Le motivazioni che li tengono fuori dalla struttura sono sempre le stesse, gli orari da rispettare e le restrizioni anticovid, ancora loro. Qui, inoltre, la paziente sarebbe stata umiliata più volte. «Ma tu riesci a mangiare da sola? Non ci credo – si sarebbe sentita dire da alcune infermiere -, fammi vedere». E’ stato in quel momento che la ragazza si è sentita trattata come un animale da circo, un fenomeno da baraccone, osservata mentre compie l’azione più naturale del mondo. «Se avessi avuto la vista – si chiede Giuditta – mi avrebbero detto le stesse cose?». Un’infermiera si sarebbe stupita persino vedendola in piedi, mentre raggiungeva alcuni amici in sala d’attesa. «Ma quindi cammini?», avrebbe chiesto l’operatrice sanitaria. «Avreste dovuto sentirla – dice la 35enne in un audio inviato alla sorella sul cellulare -, mentre lo chiedeva sembrava allucinata». Chissà cosa penserebbe l’infermiera se sapesse che Giuditta sa usare anche il cellulare.

Il vile pregiudizio

La giovane praiese è ancora ricoverata in ospedale e fortunatamente le sue condizioni di salute stanno rapidamente migliorando. Ma per lei è molto difficile dimenticare quello che ha passato in questi giorni. Gli infermieri si rivolgerebbero a lei scandendo bene le parole, aiutandosi con i vezzeggiativi, come si fa quando ci si rivolge a un bambino. «E’ incredibile notare quanta ignoranza circondi le persone non vedenti – dice ancora Giuditta -. A volte ci trattano come se avessimo un ritardo mentale o come se le nostre capacità cognitive non fossero pienamente sviluppate». Tutt’altro. «La mancanza della capacità visiva ci fa sviluppare altri sensi, come l’udito e l’olfatto, rendendoci particolarmente sensibili a suoni e odori».
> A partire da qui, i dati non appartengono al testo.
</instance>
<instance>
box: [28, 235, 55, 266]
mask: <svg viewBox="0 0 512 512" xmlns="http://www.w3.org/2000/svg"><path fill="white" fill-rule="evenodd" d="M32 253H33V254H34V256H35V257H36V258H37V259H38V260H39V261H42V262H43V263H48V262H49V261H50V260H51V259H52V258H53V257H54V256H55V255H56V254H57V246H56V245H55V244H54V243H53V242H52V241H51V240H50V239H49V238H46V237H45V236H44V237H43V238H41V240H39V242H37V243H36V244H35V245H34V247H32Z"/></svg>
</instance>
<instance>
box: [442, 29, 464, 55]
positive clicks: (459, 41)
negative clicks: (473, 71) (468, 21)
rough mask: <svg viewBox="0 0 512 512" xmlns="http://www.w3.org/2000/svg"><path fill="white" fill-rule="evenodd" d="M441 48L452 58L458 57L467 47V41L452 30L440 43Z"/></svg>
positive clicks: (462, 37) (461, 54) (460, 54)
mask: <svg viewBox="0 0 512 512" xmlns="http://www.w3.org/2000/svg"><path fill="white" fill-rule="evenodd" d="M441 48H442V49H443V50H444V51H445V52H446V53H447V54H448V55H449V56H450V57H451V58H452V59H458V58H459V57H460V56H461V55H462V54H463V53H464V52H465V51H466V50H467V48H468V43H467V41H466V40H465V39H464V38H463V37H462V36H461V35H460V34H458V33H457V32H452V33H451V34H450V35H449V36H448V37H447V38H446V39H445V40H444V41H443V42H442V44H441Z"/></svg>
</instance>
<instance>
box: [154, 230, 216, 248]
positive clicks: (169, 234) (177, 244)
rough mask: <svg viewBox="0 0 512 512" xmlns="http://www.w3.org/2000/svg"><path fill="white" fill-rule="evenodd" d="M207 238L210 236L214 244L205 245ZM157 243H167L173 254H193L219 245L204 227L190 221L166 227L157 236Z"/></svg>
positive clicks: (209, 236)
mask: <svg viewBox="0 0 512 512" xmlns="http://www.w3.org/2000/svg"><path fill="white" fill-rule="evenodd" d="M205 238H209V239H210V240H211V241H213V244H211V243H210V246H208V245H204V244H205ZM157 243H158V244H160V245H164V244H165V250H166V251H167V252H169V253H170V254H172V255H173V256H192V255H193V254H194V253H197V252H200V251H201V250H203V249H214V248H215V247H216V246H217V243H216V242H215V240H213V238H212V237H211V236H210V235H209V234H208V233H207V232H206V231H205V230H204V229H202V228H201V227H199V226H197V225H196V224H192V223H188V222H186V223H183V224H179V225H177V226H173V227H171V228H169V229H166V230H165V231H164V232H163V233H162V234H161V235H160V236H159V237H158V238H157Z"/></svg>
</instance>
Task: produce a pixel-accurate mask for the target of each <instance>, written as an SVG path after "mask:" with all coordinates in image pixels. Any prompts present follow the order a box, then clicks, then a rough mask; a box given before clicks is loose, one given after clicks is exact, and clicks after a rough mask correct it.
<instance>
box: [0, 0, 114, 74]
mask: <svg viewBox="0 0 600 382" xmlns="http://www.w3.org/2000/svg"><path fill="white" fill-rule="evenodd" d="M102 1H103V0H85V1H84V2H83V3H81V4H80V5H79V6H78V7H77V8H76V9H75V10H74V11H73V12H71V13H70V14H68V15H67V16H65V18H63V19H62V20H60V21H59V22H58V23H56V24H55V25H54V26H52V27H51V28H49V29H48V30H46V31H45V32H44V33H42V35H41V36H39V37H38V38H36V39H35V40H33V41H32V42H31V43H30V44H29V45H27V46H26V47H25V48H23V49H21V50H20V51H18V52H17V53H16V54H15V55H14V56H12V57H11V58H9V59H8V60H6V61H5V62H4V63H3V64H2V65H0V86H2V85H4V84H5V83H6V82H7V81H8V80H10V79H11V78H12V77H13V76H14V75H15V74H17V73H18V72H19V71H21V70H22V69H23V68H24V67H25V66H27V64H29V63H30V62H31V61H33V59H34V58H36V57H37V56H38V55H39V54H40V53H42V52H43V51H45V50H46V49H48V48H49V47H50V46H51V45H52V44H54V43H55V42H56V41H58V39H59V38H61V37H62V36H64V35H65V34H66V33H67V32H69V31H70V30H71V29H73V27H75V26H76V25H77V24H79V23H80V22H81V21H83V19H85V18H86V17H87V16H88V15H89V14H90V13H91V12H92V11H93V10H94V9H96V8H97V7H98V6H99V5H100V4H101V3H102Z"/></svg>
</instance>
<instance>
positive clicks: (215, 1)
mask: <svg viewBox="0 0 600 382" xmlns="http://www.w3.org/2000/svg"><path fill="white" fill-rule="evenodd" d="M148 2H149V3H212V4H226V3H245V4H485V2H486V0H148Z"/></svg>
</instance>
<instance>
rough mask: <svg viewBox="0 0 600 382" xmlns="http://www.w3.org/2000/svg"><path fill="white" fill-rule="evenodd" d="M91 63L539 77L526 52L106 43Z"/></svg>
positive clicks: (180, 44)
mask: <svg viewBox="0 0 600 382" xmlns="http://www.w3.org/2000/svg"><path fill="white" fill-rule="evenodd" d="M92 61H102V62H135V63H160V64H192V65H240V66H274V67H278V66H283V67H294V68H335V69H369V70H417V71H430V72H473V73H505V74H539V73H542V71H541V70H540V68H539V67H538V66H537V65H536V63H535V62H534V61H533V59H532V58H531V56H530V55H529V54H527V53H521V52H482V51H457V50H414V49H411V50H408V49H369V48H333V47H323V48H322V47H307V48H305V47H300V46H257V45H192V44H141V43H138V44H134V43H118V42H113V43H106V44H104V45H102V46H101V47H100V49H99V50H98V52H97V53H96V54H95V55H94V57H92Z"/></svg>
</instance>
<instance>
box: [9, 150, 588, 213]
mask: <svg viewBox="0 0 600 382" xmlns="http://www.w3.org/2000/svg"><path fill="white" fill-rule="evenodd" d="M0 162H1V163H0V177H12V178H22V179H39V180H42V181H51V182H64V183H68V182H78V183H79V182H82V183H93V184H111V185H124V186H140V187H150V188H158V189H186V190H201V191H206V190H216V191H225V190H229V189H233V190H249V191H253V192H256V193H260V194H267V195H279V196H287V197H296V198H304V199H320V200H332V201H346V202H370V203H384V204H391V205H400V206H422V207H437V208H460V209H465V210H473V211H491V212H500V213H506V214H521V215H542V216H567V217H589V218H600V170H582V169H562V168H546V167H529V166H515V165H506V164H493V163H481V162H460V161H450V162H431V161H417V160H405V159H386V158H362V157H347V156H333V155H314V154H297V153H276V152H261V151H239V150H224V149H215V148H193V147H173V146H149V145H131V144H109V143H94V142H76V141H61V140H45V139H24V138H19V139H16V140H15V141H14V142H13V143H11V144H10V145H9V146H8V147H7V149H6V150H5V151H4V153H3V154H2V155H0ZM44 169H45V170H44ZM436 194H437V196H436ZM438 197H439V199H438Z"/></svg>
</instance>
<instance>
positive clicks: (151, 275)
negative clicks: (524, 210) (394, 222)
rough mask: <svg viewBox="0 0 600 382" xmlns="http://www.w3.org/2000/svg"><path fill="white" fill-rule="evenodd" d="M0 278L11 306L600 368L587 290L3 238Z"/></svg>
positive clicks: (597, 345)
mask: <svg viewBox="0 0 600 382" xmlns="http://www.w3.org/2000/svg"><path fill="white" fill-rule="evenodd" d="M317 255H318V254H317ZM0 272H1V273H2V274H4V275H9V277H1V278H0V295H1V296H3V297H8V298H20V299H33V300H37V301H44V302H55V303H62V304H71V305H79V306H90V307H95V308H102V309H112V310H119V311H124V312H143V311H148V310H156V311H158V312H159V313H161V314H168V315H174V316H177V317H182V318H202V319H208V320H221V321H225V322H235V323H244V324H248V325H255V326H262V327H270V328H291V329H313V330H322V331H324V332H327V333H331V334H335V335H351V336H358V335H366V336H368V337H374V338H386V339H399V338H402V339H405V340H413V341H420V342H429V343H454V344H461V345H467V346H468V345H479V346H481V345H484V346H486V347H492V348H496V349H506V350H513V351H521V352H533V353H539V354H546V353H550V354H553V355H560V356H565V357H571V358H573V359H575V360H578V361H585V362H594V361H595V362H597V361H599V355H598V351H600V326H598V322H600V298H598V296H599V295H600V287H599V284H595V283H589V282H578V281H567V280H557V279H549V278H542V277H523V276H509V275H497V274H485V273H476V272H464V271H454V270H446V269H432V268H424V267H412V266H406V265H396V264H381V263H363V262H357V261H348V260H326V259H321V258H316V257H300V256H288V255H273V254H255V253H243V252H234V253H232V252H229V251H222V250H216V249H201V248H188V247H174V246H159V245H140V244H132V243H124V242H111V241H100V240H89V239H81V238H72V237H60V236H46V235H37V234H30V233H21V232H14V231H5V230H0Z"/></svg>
La ragazza è molto provata, si è sentita discriminata per via della sua cecità. «Sì – conferma -, discriminazione è il termine adatto per descrivere quello che ho subito». Un fatto inaccettabile. Per questo ha deciso di denunciare quello che le è accaduto. «Nessuno deve sentirsi inadeguato o preso in giro. Denuncio questi episodi perché non accadano mai più e per sensibilizzare quanti leggeranno la mia storia». La cecità fa rima con normalità ed è ora che tutti ne prendano atto.